Price support came from the Organization of Petroleum Exporting Countries this week after it stuck to a forecast for relatively strong growth in global oil demand for 2024 while Goldman Sachs projected solid US fuel demand this summer.
The International Energy Agency, meanwhile, expects oil demand to peak by 2029, levelling off around 106 million barrels per day toward the end of the decade, it said in a report on Wednesday.
However, this week’s price rally cooled somewhat after the US Federal Reserve kept interest rates on hold, with the start of rate cuts unlikely before December.
“In view of the still uncertain economic outlook for the major economic regions, a further price increase is not to be expected for the time being,” said Commerzbank analyst Barbara Lambrecht.
Elsewhere, Russia pledged to meet its output obligations under the pact among the OPEC+ group of producers after saying it exceeded its quota in May.
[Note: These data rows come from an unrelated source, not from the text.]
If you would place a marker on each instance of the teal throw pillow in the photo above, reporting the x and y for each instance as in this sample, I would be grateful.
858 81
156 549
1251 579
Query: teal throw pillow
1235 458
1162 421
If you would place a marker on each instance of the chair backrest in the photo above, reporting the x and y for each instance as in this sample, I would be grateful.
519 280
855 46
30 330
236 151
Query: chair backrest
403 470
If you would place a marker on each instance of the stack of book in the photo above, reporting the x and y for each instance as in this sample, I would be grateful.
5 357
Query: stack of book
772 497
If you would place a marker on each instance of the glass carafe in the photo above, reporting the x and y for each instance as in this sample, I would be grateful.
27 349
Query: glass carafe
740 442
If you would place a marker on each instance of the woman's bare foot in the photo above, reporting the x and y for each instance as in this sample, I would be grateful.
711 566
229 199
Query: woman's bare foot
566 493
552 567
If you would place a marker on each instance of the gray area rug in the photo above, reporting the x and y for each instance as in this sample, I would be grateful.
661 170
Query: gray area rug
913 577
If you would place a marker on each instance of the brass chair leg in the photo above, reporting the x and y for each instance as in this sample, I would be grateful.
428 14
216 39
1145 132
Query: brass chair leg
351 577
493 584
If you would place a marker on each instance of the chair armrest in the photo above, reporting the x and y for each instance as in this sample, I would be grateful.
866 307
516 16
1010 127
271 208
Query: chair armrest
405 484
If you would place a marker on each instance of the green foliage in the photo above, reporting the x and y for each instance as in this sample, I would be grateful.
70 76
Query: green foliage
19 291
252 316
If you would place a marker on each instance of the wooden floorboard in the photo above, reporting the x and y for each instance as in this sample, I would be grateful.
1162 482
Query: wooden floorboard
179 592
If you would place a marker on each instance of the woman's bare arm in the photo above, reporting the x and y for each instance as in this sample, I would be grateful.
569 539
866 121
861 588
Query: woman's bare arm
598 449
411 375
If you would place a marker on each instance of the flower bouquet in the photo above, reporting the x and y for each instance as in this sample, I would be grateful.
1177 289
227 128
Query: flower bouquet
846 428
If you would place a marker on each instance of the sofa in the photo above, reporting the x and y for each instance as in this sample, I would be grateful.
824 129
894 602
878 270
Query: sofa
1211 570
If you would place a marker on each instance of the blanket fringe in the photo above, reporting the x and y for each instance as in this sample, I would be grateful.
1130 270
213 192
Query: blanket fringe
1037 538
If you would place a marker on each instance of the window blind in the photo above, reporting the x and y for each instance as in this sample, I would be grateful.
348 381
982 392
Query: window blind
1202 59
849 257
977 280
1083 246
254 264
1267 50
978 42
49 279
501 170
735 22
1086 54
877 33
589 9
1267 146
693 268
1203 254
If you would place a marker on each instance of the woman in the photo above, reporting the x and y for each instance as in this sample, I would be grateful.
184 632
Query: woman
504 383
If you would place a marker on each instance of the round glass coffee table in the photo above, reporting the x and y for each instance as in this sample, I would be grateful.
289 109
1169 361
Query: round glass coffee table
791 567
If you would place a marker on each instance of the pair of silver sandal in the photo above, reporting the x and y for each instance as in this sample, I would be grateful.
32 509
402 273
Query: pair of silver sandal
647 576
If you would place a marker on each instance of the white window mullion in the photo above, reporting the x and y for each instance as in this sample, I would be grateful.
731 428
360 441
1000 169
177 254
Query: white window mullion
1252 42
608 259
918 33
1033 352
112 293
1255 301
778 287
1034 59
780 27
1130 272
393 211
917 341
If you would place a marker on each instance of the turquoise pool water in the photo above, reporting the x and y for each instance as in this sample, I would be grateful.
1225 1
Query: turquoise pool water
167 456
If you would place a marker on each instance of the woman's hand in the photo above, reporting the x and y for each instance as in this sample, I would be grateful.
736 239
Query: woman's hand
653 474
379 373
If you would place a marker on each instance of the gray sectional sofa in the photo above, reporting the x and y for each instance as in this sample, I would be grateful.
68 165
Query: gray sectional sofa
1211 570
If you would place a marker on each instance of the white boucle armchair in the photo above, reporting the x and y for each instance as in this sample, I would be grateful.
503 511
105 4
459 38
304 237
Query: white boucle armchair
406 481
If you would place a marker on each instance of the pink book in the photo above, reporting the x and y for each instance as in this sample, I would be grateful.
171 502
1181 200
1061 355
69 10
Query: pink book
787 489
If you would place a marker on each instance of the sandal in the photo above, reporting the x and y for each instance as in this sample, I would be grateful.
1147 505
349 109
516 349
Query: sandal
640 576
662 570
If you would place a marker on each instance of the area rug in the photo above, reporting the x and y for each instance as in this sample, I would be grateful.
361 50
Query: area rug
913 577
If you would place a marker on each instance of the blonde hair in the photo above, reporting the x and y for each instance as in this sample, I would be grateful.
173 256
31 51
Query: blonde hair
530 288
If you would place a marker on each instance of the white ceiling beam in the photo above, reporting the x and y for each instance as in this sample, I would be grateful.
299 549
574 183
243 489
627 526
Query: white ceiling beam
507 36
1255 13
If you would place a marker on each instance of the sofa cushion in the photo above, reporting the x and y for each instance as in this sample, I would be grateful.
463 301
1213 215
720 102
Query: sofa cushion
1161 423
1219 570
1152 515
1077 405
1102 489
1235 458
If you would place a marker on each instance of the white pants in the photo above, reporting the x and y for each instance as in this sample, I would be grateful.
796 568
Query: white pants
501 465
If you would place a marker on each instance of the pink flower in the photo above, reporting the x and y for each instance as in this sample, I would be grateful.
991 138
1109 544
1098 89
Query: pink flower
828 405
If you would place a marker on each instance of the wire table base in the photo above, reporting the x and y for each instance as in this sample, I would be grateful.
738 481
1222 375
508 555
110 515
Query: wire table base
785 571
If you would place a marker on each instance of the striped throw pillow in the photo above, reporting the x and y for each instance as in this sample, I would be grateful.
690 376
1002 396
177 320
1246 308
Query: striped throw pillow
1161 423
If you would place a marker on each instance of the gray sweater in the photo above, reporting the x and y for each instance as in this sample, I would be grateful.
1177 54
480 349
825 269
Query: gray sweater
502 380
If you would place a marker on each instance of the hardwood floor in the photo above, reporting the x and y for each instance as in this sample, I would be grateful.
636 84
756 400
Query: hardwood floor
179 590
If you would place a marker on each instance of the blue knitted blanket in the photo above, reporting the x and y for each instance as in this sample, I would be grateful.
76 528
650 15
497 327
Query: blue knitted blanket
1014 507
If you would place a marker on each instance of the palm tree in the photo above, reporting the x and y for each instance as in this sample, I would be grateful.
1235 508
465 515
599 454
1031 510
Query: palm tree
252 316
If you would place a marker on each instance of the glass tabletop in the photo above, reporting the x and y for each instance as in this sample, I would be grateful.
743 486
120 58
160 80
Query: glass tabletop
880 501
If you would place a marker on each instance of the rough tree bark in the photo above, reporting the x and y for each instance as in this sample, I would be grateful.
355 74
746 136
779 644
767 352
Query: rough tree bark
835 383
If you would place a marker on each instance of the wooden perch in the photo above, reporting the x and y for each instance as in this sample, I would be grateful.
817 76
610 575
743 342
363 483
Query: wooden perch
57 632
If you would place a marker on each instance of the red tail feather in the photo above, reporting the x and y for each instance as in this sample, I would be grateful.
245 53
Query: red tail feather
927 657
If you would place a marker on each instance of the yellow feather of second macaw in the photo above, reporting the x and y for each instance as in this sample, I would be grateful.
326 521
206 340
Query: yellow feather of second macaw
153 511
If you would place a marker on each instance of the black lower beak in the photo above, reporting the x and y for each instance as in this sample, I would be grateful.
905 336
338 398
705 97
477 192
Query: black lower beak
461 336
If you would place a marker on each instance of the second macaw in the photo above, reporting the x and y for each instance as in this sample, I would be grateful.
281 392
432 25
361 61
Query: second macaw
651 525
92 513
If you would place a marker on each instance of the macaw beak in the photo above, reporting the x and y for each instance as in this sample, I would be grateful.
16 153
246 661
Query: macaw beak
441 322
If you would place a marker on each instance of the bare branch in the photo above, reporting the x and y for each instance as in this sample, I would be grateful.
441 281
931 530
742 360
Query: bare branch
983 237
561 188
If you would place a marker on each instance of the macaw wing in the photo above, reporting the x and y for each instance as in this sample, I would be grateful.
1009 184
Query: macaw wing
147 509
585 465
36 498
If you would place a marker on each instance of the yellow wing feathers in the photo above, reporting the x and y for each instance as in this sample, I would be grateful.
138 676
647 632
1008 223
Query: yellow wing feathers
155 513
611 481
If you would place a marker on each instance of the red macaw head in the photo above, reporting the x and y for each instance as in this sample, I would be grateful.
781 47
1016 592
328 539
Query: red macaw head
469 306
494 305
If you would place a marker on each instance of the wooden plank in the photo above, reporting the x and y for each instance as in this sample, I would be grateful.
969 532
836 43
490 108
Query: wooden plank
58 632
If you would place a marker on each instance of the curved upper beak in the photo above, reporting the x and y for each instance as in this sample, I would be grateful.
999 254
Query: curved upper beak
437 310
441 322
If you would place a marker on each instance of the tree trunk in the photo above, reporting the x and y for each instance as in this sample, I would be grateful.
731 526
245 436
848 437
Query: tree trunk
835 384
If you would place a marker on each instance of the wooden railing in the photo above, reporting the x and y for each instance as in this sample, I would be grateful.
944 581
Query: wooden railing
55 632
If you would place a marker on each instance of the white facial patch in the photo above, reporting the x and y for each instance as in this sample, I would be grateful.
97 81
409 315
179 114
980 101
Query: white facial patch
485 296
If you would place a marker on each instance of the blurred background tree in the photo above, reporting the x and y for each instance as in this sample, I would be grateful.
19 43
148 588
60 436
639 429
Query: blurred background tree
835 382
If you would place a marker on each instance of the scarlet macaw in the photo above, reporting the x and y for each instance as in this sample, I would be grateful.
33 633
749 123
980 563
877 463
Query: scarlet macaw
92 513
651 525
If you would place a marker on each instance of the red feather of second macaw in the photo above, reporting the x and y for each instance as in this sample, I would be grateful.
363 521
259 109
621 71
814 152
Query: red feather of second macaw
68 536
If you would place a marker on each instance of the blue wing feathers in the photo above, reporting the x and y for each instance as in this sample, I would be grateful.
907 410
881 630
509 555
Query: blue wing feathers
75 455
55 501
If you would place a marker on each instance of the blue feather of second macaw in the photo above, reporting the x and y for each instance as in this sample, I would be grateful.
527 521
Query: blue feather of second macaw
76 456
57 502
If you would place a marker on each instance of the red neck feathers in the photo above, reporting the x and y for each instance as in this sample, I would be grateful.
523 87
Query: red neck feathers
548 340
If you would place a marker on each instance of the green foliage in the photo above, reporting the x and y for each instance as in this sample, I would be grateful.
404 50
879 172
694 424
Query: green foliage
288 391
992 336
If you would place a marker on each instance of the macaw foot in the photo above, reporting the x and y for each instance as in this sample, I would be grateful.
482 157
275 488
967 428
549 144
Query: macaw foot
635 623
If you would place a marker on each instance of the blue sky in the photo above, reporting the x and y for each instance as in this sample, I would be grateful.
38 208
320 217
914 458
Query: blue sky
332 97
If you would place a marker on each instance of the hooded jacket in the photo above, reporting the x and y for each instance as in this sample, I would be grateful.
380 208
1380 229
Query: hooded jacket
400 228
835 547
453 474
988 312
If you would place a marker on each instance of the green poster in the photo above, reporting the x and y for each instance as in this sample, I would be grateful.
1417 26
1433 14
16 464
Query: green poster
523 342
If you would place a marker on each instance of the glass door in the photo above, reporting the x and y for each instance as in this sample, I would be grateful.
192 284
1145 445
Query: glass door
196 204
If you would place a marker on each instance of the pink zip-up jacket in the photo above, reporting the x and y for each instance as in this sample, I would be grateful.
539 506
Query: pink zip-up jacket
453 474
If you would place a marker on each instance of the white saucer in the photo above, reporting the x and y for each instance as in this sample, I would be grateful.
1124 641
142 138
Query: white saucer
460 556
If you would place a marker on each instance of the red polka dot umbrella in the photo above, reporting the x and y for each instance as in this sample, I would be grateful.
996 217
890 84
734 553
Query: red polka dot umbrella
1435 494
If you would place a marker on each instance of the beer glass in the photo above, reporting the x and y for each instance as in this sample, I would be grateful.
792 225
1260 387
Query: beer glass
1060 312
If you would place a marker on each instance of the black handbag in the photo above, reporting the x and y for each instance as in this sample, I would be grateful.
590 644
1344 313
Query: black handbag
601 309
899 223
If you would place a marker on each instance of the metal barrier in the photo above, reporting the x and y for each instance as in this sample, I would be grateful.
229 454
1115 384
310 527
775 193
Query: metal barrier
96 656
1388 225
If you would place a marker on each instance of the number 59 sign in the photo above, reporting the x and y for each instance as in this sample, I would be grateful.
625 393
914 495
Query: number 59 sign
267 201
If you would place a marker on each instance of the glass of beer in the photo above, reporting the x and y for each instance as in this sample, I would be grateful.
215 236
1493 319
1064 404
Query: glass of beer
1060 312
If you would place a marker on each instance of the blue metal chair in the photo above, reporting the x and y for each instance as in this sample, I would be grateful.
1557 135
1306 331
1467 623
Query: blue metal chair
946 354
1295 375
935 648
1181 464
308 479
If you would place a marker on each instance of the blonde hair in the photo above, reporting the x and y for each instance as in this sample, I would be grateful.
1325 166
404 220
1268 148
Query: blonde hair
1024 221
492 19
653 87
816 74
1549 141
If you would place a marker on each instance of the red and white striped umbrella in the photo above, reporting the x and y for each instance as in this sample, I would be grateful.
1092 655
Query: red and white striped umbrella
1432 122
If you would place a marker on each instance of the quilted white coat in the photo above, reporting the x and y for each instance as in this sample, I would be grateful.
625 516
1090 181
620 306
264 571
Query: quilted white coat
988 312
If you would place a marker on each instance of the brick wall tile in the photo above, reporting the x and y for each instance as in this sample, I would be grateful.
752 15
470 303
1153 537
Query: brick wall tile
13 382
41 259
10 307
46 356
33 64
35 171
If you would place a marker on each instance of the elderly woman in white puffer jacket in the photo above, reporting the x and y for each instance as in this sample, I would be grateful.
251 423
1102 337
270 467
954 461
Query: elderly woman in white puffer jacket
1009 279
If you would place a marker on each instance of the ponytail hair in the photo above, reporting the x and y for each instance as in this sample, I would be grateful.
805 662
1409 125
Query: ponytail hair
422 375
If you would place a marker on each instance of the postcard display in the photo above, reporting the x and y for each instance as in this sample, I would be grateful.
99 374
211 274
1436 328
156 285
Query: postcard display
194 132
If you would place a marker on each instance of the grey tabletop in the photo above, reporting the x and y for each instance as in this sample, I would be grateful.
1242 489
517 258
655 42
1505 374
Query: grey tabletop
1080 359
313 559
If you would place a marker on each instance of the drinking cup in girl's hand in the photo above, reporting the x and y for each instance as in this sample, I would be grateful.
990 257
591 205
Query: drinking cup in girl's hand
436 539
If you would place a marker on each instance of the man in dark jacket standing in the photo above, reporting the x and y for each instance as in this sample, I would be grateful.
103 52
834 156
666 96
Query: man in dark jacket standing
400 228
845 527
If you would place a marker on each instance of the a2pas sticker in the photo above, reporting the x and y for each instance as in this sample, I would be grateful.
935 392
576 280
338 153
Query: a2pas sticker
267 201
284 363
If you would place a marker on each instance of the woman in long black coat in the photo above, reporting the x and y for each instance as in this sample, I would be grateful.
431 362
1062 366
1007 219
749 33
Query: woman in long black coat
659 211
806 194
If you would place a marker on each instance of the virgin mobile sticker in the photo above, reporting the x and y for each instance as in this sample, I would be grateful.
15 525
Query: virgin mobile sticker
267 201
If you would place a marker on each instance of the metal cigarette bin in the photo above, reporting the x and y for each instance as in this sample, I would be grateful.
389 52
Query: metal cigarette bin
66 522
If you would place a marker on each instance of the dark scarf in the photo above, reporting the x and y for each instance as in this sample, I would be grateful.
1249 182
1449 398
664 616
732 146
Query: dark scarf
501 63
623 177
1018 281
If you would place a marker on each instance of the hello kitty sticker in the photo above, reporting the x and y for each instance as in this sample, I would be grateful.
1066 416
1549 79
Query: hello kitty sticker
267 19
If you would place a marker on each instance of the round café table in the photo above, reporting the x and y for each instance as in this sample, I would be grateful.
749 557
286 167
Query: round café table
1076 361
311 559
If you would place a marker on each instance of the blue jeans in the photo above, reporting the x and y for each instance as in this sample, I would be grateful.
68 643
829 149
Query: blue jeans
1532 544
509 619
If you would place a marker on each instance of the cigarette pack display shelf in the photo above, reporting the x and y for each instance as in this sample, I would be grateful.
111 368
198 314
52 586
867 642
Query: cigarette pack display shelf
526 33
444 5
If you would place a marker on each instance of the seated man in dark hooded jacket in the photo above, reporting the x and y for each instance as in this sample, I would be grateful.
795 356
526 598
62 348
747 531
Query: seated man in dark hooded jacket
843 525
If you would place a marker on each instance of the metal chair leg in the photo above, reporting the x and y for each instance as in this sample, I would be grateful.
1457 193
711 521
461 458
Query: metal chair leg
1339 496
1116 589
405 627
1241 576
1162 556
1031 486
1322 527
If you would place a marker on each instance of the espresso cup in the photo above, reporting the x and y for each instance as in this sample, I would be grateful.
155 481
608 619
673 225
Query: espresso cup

“No matter how many times it promises to make up for poor compliance at a future date, the market just sees more oil and an agreement that might just possibly unravel,” said PVM analyst John Evans.
Market focus is also on Gaza ceasefire talks, which could alleviate concerns about potential disruption to oil supply from the region.
The US is very concerned that hostilities on the Israel-Lebanon border could escalate, a senior US official said, adding that specific security arrangements are needed for the area and a ceasefire in Gaza is not enough.